1982年10月に世界初の民生用デジタルオーディオ記録媒体「コンパクトディスク(CD:Compact Disc)」をソニーやフィリップスなどが共同で商品化すると、わずか2年後の1984年11月にソニーは世界で初めての携帯型CDプレーヤー「D-50」(「ディスクマン」、または「CDウォークマン」と呼ばれる)を発売する。CDメディアの直径が約120mmであるのに対し、「D-50」の本体は幅が127.5mm、奥行きが133mmしかなかった。極めて高い密度で部品の実装がなされたことがうかがえる。
CDは光ディスクであり、アナログレコードと同様に、あらかじめオーディオ信号を記録してある。アナログレコードの後継製品がCDという位置付けになる。ソニーはCDの次に、光ディスクでも録音が可能な商品を開発しようとした。これが「ミニディスク(MD:MiniDisc)」となる。

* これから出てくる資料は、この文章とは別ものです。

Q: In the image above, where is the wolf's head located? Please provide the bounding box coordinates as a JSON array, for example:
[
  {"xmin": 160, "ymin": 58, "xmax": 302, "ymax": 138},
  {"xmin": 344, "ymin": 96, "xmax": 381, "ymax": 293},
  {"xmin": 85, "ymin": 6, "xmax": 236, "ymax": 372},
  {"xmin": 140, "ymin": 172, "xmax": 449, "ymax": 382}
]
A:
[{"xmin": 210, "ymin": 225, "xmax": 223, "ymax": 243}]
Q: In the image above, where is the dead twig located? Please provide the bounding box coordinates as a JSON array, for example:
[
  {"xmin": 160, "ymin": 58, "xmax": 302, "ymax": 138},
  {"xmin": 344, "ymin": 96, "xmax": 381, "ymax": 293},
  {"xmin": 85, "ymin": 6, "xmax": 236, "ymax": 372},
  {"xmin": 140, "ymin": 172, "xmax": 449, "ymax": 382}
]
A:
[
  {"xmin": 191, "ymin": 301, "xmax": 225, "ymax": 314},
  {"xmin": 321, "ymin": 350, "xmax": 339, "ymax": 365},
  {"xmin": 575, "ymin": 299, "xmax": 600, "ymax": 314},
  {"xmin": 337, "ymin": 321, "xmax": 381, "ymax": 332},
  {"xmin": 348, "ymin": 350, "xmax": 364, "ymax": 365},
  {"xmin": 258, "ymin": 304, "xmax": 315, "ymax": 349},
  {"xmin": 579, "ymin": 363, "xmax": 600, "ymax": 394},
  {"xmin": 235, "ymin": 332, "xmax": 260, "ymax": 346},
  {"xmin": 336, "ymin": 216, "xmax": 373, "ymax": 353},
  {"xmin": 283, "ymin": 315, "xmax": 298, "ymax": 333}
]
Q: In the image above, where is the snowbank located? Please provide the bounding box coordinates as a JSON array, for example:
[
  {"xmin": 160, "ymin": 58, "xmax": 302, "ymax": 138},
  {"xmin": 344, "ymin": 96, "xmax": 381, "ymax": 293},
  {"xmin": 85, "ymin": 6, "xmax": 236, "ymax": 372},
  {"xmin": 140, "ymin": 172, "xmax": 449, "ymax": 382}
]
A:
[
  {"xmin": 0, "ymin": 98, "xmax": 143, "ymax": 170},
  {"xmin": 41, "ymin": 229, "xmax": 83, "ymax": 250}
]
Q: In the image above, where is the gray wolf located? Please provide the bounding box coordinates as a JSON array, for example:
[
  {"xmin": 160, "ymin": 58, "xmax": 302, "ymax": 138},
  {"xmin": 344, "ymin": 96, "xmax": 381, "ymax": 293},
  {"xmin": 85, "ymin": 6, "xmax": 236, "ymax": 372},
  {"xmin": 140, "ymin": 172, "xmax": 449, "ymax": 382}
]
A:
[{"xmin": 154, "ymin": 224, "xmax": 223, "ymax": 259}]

CDの商品化から10年後の1992年11月には、ソニーが録音と再生が可能なデジタルオーディオ光ディスク「ミニディスク(MD)」を商品化する。画期的だったのは、ミニディスクの商品化(音楽ディスクと録音用ディスクの発売)と同時に、携帯型の録音再生機「MZ-1」と再生専用機「MZ-2P」を発売したことだ。新規格のオーディオ媒体「MD」の商品化と同時に、対応する携帯型オーディオ機器「MDウォークマン」を商品化してきた。ソニーの携帯型オーディオ機器に対する注力ぶりがうかがえる。